Seine Reisebeschreibungen und Kunstromane stehen im Zentrum unseres Interesses. Mit dem vielgelesenen und befehdeten Werk "Italien, wie es wirklich ist" (1834) bricht Nicolai mit der Italiensehnsucht seiner Zeit. Aus seinen Novellen geht eine für die Biedermeierzeit und den Vormärz bedeutsame Musikästhetik hervor.
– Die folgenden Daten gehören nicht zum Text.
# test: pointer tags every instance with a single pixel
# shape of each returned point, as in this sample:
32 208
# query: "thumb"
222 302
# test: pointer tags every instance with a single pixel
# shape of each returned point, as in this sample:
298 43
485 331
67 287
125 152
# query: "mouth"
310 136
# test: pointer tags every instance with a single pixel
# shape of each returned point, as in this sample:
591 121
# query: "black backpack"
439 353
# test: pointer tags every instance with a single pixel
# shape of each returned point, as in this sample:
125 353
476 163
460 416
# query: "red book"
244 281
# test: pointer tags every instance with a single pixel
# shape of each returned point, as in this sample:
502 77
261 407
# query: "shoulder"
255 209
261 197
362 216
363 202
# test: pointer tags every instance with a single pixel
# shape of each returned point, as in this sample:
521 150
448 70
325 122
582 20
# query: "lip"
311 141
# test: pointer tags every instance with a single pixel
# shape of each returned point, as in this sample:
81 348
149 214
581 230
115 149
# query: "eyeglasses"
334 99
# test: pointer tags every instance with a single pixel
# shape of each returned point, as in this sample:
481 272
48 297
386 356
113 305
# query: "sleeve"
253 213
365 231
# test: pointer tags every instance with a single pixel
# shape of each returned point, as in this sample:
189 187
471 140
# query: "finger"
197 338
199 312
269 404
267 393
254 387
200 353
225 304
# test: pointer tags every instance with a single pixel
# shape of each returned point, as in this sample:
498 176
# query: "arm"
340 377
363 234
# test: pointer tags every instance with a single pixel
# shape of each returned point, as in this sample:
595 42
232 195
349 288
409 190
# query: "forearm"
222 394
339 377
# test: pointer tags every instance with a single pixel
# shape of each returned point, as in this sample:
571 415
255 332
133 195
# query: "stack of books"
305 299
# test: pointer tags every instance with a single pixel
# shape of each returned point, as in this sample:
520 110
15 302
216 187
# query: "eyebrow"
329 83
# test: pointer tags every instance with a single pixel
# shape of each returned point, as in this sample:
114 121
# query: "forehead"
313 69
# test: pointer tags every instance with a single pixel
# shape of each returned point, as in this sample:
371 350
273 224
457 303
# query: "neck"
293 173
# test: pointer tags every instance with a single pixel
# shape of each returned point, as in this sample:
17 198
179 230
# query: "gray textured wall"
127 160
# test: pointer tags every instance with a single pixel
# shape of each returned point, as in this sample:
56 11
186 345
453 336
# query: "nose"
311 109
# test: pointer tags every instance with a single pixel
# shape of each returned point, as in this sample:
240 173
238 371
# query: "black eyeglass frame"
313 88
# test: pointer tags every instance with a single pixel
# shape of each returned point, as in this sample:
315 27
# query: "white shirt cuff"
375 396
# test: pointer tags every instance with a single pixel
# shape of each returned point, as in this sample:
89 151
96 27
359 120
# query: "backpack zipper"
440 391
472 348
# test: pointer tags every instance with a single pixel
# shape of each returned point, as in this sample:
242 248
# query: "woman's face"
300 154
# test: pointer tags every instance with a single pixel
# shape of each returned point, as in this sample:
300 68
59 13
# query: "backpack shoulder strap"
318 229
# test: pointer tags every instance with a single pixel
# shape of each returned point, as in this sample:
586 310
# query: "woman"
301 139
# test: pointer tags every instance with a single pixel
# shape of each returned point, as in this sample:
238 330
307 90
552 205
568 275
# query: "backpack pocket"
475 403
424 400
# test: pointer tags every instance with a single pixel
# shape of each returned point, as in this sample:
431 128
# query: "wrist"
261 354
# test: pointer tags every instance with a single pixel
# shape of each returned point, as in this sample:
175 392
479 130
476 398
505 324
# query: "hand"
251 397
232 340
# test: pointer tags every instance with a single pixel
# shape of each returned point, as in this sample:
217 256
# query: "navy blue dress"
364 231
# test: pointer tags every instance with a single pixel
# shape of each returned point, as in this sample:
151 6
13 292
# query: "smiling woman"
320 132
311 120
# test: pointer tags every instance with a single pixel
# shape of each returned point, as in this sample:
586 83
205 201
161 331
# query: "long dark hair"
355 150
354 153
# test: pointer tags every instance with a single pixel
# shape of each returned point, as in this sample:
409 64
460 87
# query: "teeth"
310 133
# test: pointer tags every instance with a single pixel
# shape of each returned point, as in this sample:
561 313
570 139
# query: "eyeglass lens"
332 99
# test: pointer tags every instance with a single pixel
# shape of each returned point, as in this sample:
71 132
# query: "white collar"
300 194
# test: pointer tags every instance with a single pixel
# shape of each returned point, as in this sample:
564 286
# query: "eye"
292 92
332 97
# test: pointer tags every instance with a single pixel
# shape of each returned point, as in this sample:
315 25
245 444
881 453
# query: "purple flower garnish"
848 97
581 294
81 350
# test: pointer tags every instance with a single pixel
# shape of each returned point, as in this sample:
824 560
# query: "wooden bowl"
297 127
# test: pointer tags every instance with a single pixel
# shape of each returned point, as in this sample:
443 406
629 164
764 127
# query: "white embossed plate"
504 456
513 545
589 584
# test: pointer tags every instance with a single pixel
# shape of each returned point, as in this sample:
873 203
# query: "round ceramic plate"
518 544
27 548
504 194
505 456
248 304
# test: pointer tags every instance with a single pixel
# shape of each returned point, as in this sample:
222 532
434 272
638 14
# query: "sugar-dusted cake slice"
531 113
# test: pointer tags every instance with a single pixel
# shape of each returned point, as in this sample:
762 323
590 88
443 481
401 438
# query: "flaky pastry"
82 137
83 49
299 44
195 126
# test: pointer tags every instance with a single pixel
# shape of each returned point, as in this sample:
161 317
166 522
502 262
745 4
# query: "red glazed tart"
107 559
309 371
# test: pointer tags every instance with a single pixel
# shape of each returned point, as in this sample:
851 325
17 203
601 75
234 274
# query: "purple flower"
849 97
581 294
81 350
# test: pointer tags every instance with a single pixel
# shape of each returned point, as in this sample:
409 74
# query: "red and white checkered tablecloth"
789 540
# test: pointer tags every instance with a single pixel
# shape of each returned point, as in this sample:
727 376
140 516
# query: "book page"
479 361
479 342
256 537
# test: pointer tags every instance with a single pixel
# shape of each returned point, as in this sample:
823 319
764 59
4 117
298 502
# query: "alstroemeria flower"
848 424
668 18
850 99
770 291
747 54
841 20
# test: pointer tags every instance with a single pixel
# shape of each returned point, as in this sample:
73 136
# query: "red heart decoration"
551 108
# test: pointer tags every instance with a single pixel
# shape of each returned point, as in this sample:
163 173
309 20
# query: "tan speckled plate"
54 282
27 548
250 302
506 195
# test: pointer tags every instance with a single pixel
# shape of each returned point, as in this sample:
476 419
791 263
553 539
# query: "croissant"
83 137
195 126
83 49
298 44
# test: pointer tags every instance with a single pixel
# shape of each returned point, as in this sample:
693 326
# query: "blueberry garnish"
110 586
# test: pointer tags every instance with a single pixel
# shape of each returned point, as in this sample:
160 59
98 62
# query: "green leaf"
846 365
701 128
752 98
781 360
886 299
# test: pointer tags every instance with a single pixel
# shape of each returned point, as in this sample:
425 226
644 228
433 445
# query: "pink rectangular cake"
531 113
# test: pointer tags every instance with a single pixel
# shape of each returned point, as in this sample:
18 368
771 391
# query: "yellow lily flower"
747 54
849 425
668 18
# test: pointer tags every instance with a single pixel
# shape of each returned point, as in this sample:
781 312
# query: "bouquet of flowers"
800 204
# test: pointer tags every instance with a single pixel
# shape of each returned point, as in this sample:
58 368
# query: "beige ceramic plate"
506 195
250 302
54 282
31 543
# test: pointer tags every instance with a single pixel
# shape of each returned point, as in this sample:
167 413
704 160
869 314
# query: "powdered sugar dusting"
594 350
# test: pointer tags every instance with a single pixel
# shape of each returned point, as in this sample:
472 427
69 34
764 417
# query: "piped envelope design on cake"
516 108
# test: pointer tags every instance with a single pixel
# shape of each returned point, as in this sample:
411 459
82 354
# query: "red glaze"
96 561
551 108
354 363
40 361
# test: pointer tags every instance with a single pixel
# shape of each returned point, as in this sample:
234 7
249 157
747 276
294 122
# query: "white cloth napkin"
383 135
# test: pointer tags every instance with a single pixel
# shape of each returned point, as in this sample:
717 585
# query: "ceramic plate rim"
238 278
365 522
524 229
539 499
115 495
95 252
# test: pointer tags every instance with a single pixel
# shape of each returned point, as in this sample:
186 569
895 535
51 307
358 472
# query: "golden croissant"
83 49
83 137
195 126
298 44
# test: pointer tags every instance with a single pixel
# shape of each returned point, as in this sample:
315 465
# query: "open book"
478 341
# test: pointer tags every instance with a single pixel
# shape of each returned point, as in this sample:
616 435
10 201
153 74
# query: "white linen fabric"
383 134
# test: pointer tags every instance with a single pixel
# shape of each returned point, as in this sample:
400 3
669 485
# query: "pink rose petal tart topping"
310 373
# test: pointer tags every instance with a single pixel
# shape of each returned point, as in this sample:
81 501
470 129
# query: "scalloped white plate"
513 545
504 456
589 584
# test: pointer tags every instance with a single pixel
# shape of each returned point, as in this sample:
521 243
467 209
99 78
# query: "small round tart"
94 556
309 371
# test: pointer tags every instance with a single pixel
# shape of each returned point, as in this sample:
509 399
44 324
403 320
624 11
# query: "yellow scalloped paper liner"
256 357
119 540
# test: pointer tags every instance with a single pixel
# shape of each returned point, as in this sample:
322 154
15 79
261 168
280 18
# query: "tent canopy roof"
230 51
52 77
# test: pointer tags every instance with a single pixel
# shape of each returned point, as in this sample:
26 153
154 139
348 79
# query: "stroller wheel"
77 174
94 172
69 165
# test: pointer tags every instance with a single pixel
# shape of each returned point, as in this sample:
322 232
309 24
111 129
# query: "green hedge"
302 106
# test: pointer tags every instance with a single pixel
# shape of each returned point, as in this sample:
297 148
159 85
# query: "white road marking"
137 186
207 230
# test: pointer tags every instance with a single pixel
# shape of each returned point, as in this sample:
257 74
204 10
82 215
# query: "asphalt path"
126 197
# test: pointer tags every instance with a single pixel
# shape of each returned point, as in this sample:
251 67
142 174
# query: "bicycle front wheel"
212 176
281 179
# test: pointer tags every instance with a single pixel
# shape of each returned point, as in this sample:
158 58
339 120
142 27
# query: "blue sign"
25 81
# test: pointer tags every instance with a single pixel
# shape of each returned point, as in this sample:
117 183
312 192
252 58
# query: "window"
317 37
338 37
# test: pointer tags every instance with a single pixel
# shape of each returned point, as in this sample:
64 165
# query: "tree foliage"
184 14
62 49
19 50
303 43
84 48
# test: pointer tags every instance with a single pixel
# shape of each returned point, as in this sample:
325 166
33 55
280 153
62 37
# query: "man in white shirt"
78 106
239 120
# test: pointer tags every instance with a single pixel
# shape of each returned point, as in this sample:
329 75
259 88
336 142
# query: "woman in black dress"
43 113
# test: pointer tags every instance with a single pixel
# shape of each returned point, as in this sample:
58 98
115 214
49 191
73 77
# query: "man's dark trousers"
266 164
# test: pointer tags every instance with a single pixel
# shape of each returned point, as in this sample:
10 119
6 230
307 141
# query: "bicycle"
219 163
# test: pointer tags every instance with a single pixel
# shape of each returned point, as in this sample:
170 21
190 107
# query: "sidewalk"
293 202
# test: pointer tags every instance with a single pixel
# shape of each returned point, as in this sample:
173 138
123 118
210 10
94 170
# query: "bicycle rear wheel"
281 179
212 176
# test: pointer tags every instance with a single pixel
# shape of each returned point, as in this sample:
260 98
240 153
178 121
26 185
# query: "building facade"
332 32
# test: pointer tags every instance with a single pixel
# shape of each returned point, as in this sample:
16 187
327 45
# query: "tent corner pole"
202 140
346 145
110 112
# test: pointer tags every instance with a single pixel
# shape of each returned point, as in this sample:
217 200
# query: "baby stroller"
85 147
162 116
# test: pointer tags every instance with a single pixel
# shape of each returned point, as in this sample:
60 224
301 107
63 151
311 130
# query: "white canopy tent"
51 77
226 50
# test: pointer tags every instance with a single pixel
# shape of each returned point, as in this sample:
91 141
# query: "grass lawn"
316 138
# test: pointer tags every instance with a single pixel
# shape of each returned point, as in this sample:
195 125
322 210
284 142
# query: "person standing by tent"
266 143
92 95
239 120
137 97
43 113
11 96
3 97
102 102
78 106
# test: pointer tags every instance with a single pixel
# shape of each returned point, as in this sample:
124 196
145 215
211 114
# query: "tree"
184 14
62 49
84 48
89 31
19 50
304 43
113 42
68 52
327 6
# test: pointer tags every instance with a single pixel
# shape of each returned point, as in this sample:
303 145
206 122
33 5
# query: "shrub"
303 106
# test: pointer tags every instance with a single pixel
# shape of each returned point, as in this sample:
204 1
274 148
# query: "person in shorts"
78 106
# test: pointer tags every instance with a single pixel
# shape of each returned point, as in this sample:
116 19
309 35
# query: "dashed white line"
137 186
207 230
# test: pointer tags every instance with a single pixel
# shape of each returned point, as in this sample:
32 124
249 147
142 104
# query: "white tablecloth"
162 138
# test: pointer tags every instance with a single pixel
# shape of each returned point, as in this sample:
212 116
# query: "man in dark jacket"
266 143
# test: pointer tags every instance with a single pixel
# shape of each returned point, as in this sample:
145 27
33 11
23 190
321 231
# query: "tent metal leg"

Zudem versucht Nicolai in seinen Texten die gesellschaftliche Position des modernen Musikers zu bestimmen.
"


Bei den Wikimedia Commons ist sogar ein Bild des bösen Buben gespeichert.


Anmerkungen zu einigen interessanten (älteren) Reiseberichten aus Italien (quasi eine - nach subjektiven Kriterien erstellte - kommentierte Bibliographie) finden sich auf meiner Webseite "Italienreich: Bibliothek" (auch: Leseliste) unter dem Motto: "Das Land der Sehnsucht mit der Lesebrille suchen".


Nachtrag 05.05.2009

Wenn wir auf der Webseite zeno.org nach Gustav Nicolai suchen, finden wir in verschiedenen zeitgenössischen oder jedenfalls älteren Büchern noch verschiedene Infos über ihn:

Otto Jahn berichtet in einer Biographie (1856 - 1859) über Wolfgang Amadeus Mozart:
"Uebrigens hat auch das Gerede von Mozarts Vergiftung den Stoff zu einer traurigen Kunstnovelle »der Musikfeind« von Gustav Nicolai (Arabesken für Musikfreunde I. Lpz. 1825) hergeben müssen." [Hier geht es natürlich um die Legende, wonach der Komponist Antonio Salieri Mozart vergiftet habe.]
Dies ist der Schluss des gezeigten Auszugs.